A Singapour, on n’attend pas la disparition du « France’s Grand Old Man » pour laisser une trace impérissable de sa venue. C’est de son vivant qu’on veut lui rendre hommage. Les autorités de Singapour organisent en grande pompe l’inauguration officielle de l’Avenue Clemenceau. En présence de l’illustre Français que l’on veut honorer, la plus longue et large des avenues de Singapour est baptisée de son nom. A 11 h, il coupe le traditionnel ruban et remercie ses hôtes pour l’honneur qui lui est fait et « qu’il ne mérite pas », pour reprendre ses propres termes. Monté sur une sorte de podium, il fait face à un auditoire de choix, au premier rang duquel figure Lord Guillemard et quelques personnalités de la ville. Dans le monde, Singapour est la première ville d’importance à donner le nom de Clemenceau à une de ses artères. Cette ultime cérémonie se déroule le matin du départ de Clemenceau pour les Indes néerlandaises. Elle marque symboliquement la fin du séjour officiel du « Tigre » à Singapour et souligne une fois encore la qualité de l’accueil qui lui est réservé.

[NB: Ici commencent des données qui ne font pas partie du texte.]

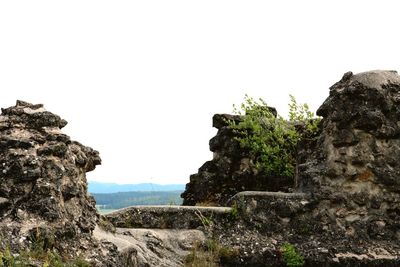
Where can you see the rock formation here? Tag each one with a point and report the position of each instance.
(230, 171)
(345, 212)
(43, 193)
(347, 209)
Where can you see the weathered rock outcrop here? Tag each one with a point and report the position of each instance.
(230, 171)
(347, 209)
(43, 192)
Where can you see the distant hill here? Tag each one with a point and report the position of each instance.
(126, 199)
(98, 187)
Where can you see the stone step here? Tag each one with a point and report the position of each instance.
(167, 217)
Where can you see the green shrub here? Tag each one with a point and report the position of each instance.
(210, 255)
(290, 256)
(271, 140)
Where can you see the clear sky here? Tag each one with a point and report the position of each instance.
(140, 80)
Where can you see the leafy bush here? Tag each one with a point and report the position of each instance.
(290, 256)
(210, 255)
(271, 140)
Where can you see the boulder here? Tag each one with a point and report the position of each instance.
(230, 171)
(43, 193)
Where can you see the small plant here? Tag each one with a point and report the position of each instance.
(233, 213)
(35, 256)
(206, 222)
(290, 256)
(209, 255)
(271, 140)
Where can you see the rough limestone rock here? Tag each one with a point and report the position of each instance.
(230, 171)
(152, 247)
(43, 192)
(347, 208)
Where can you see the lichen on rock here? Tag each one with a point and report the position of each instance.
(43, 193)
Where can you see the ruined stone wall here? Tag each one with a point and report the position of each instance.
(230, 171)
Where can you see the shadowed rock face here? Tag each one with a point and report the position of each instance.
(230, 171)
(43, 192)
(360, 142)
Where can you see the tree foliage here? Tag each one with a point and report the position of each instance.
(272, 141)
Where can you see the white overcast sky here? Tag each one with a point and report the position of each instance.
(140, 80)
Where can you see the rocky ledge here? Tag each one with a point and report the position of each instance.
(345, 211)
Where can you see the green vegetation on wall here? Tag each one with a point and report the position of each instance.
(271, 140)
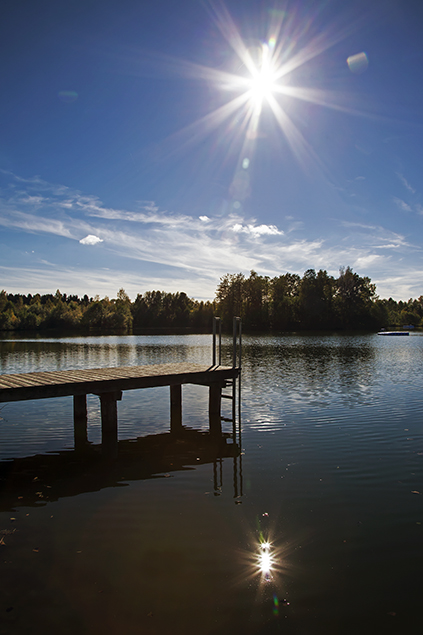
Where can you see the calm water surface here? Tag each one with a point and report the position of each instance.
(316, 528)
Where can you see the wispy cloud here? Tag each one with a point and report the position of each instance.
(406, 183)
(402, 205)
(178, 251)
(91, 240)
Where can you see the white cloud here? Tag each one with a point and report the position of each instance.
(90, 240)
(257, 230)
(181, 252)
(405, 207)
(406, 183)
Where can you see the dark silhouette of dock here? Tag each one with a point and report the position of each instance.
(110, 383)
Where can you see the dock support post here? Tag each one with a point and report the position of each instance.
(109, 437)
(176, 408)
(215, 399)
(80, 422)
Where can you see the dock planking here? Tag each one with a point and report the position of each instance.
(63, 383)
(109, 383)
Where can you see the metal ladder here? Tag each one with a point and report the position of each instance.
(236, 363)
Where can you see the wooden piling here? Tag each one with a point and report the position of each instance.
(176, 408)
(109, 436)
(80, 422)
(215, 400)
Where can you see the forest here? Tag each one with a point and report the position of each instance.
(287, 302)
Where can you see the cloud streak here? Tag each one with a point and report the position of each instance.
(188, 252)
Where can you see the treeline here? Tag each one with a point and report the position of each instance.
(283, 303)
(70, 312)
(315, 301)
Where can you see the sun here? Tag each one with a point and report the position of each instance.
(263, 82)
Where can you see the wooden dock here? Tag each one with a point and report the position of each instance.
(109, 383)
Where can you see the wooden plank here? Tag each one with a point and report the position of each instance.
(43, 385)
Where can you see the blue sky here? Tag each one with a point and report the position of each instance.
(160, 145)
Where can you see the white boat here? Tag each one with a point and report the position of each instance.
(393, 333)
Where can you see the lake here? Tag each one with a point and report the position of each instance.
(316, 526)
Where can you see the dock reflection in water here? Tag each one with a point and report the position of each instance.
(48, 477)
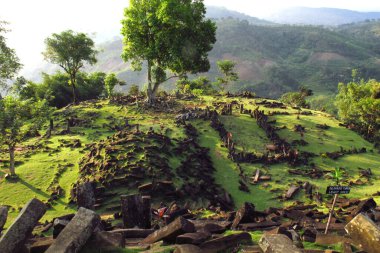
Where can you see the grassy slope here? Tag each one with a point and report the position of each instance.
(37, 171)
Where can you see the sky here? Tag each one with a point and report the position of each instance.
(31, 21)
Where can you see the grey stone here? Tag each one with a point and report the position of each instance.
(74, 236)
(15, 236)
(364, 233)
(278, 244)
(170, 232)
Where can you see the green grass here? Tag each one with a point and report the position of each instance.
(37, 168)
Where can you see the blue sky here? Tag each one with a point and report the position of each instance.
(31, 21)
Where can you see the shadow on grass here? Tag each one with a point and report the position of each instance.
(34, 189)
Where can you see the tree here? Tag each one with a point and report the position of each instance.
(70, 51)
(110, 82)
(358, 103)
(168, 35)
(227, 68)
(14, 115)
(9, 62)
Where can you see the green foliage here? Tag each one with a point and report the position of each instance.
(134, 90)
(54, 88)
(9, 62)
(70, 51)
(227, 69)
(199, 86)
(110, 82)
(170, 35)
(358, 103)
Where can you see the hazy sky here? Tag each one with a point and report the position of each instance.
(31, 21)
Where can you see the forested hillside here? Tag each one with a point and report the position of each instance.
(272, 60)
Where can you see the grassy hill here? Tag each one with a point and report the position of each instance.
(193, 156)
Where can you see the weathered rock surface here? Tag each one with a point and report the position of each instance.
(24, 224)
(171, 231)
(365, 233)
(277, 244)
(187, 248)
(225, 242)
(76, 233)
(193, 238)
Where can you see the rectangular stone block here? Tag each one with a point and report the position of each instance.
(75, 235)
(170, 232)
(15, 236)
(278, 244)
(364, 233)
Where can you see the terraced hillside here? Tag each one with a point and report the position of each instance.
(219, 151)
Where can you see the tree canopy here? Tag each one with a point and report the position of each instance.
(70, 51)
(9, 62)
(358, 103)
(168, 35)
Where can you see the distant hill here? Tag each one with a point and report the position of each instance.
(273, 59)
(321, 16)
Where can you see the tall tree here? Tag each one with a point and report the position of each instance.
(9, 62)
(14, 117)
(227, 68)
(70, 51)
(169, 35)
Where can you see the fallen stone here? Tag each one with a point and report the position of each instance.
(3, 217)
(134, 232)
(170, 232)
(193, 238)
(40, 245)
(14, 238)
(75, 235)
(225, 242)
(364, 233)
(292, 191)
(277, 244)
(244, 215)
(187, 248)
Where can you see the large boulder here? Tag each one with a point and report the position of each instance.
(277, 244)
(170, 232)
(15, 236)
(3, 216)
(75, 235)
(364, 233)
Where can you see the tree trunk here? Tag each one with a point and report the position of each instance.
(73, 87)
(12, 160)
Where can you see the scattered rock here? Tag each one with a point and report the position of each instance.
(15, 236)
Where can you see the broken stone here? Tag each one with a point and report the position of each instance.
(226, 242)
(170, 232)
(14, 238)
(86, 196)
(292, 191)
(365, 233)
(134, 232)
(245, 214)
(277, 244)
(136, 211)
(193, 238)
(75, 235)
(3, 217)
(187, 248)
(40, 245)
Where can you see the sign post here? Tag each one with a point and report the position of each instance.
(335, 190)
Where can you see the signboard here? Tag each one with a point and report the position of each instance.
(338, 190)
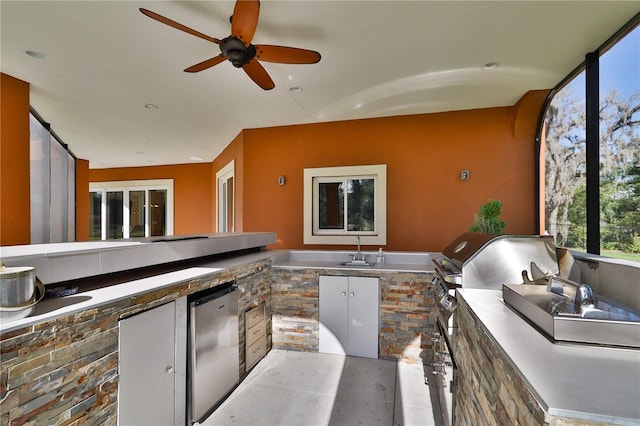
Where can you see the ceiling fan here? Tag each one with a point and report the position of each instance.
(237, 47)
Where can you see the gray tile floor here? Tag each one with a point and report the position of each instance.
(304, 388)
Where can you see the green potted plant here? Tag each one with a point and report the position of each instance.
(488, 219)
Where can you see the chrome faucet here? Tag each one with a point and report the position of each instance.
(584, 297)
(358, 257)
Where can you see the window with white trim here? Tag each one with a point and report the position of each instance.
(130, 209)
(341, 203)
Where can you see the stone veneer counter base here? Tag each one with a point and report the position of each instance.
(510, 373)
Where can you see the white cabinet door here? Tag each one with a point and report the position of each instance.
(147, 364)
(363, 316)
(333, 304)
(349, 317)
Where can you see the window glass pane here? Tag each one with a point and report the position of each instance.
(620, 148)
(565, 166)
(361, 204)
(95, 215)
(137, 213)
(157, 213)
(114, 214)
(331, 205)
(39, 181)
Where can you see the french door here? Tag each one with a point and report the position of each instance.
(131, 209)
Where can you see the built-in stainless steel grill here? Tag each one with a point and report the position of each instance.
(476, 260)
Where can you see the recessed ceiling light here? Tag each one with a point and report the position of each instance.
(490, 66)
(34, 54)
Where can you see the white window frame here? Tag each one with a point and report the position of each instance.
(312, 176)
(134, 185)
(222, 177)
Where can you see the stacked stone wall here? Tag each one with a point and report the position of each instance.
(65, 371)
(489, 389)
(407, 311)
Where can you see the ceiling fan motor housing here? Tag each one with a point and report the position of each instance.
(236, 51)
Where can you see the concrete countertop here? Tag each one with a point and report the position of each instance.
(414, 262)
(53, 308)
(577, 381)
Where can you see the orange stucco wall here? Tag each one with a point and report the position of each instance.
(192, 191)
(427, 202)
(15, 226)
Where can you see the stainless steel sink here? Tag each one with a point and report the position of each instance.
(557, 316)
(357, 264)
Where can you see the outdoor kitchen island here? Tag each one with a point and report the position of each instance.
(509, 373)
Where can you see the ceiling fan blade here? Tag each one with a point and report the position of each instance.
(286, 55)
(206, 64)
(177, 25)
(245, 20)
(258, 74)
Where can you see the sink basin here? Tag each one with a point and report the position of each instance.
(604, 323)
(356, 264)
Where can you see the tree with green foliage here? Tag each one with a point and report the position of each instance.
(565, 190)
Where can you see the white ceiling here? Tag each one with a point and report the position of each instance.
(105, 60)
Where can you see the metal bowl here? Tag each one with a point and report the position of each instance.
(20, 290)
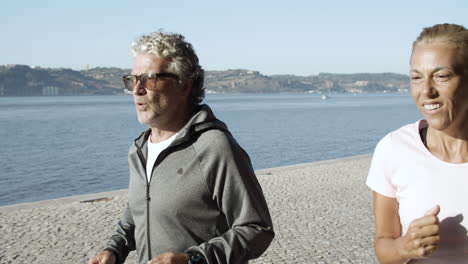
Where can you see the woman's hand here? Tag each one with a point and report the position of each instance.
(422, 237)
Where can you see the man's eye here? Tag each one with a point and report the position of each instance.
(443, 76)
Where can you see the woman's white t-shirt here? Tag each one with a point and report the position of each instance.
(403, 168)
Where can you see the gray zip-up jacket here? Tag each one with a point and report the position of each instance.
(203, 196)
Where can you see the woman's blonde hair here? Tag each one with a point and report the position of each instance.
(451, 34)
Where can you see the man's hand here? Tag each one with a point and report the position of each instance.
(422, 238)
(170, 258)
(105, 257)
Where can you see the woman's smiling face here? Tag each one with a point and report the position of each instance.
(439, 85)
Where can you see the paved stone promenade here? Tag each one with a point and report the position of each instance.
(322, 213)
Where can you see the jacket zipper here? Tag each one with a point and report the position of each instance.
(148, 199)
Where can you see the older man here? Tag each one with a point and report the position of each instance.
(193, 195)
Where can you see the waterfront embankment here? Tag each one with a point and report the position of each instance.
(322, 213)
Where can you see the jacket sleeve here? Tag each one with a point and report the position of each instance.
(238, 194)
(123, 240)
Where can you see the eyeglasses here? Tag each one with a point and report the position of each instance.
(147, 80)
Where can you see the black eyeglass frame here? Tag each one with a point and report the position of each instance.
(131, 80)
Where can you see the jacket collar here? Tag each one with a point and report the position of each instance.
(202, 120)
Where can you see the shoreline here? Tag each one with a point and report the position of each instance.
(321, 211)
(96, 197)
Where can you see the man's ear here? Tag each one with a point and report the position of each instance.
(187, 87)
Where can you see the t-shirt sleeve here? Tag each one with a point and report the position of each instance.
(380, 172)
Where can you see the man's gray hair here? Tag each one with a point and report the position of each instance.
(182, 58)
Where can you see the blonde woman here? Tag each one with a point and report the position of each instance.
(419, 173)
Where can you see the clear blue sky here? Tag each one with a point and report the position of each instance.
(273, 37)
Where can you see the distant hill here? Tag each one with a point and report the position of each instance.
(22, 80)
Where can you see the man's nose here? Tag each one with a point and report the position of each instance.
(429, 87)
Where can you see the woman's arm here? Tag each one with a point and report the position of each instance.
(420, 241)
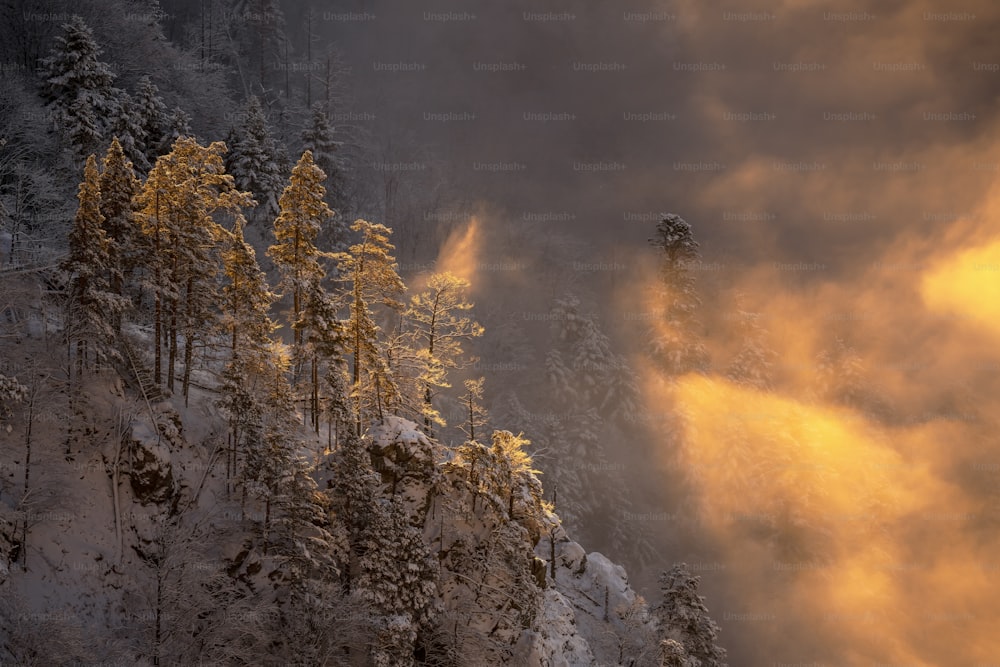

Ce départ de la colonie n’est toutefois pas définitif puisque Clemenceau décide de s’arrêter à nouveau à Singapour, lors de son voyage retour à destination de l’Inde. C’est ainsi que du 15 au 23 novembre, les Singapouriens ont encore parmi eux Clemenceau. Mais cette fois, à cause d’une maladie des bronches contractée à Surabaya (Java), le nombre de ses sorties est limité. Cependant, à l’occasion d’une nouvelle cérémonie officielle, il pose la première pierre du monument commémoratif de la Guerre de 1914-1918.
Confrontée à la richesse et à la puissance du Singapour d’aujourd’hui, il faut relire la déclaration prémonitoire que Clemenceau fit à la presse, il y a près d’un siècle :
« Votre pays est merveilleux et je suis presque confus d’avoir bénéficié de tant de gentillesse. Je ne l’oublierai jamais. Réellement, la façon dont j’ai été reçu à Singapour est allée droit à mon cœur. (…) Ici règne une réelle atmosphère de satisfaction partagée par toutes les races. Vous n’avez pas de mendiants dans la ville. J’ai même demandé (…) quand viendra le temps où, de par les rues, les gens de Singapour dépenseront leur argent sans compter. »
Matthieu Séguéla
Résumé par Danièle Weiler et Maxime Pilon d’après l’article de Matthieu Séguéla, « Clemenceau à Singapour », 16 p., 2007.